Julianne Boyd’s company, located in Pittsfield, is the only one of the county’s five principal theater companies to make a move to bring live theater back into play this year.

On Tuesday, April 28, Barrington Stage Company announced its adjusted 2020 season. It had already cancelled its first play of the season, “The Great Leap” by Lauren Yee, with an announced new opening date of June 18 with the Pulitzer Prize-winning “Anna in the Tropics” by Nilo Cruz back in March. Now everything has changed once again with the bulk of this year’s announced productions currently shifted into 2021. Still, Julianne Boyd’s company, located in Pittsfield, is the only one of the county’s five principal theater companies to make a move to bring live theater back into play this year.

Barrington Stage artistic director Julianne Boyd.

Using one of its three principal performances spaces, the Boyd-Quinson Mainstage, for all of its presentations, the company is redesigning the interior of the theater, located at 32 Union St., in order to maintain a socially distanced seating plan. The idea is a simple one. Row A in the orchestra will be moved forward closer to the stage (where the orchestra pit would normally be located), and then starting with Row C, every other row of seats will be removed completely. Row B and the subsequent rows (D through L) will contain only clusters of seats — singles, twosomes and trios — to accommodate groups booking together. So if you come with your spouse, you can still sit next to one another, but there will be gaps between each cluster to continue allowing for social distancing. All audience members will be required to wear masks.

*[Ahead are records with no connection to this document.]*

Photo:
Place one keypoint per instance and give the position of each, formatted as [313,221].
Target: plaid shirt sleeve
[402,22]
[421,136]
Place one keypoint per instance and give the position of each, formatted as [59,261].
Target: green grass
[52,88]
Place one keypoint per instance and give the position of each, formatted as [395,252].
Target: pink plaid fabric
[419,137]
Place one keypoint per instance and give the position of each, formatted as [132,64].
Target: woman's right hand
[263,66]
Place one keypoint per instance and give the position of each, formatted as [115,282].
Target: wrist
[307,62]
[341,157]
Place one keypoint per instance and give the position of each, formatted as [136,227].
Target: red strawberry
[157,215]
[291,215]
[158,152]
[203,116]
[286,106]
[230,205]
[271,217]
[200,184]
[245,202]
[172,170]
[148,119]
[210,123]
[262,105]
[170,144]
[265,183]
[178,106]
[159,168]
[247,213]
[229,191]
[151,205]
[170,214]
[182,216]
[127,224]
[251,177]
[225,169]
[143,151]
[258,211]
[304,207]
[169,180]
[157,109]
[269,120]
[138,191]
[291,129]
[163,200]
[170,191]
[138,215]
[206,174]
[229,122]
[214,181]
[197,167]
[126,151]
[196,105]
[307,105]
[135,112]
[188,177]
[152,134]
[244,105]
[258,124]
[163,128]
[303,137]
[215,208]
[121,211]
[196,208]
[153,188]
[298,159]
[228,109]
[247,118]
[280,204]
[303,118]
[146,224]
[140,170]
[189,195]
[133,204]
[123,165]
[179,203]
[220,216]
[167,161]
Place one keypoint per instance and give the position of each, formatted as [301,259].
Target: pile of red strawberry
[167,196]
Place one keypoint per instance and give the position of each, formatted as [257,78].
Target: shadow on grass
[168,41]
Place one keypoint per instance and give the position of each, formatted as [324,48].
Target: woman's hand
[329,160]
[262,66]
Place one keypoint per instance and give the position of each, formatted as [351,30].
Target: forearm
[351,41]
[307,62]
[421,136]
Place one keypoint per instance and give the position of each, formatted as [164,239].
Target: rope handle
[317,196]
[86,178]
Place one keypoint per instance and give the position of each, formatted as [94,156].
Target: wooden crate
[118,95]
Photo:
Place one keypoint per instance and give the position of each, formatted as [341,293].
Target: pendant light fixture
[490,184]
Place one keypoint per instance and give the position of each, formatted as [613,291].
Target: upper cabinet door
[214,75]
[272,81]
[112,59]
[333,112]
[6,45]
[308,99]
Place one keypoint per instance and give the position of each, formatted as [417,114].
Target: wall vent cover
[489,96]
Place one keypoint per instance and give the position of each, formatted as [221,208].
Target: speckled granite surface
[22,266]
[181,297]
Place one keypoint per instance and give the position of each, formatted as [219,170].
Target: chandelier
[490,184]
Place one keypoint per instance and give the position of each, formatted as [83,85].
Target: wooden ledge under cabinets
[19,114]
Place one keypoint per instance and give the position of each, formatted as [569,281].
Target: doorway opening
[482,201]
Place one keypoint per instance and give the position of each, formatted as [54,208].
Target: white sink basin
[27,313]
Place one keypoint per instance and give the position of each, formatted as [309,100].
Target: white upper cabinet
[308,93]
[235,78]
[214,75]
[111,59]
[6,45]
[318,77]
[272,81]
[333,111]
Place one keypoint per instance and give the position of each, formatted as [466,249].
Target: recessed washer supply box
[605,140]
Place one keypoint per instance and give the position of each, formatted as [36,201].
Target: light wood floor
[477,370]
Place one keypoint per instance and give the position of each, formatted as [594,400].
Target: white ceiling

“Essentially, we see this as a very comfortable, slightly larger Stage Two,” said artistic director Boyd in a telephone interview. “It should feel like a big party, very leisurely spaced out. All of the shows we’re doing are in a single act, 80 minutes or so long, so no intermissions, no long lines in the lobby for the bathrooms or the refreshments.” The adjusted theater space will seat approximately 163 people for any performance.

Mark H. Dold. Photo courtesy Barrington Stage Company

Adding the music from the cancelled mainstage opener “South Pacific” to the season, the plan is to open with the play “Harry Clarke” (August 5-16) by David Cale, starring BSC associate artist Mark H. Dold. The play, starring Billy Crudup, played off-Broadway in 2017 and was scheduled to move to Broadway, but with theaters in New York City shuttered, the engagement was cancelled.

“I loved it when I saw it in New York,” Boyd said. “When the theaters were closed down, I contacted the folks in town about the show and was able to get the rights to do it. I am very excited about this.”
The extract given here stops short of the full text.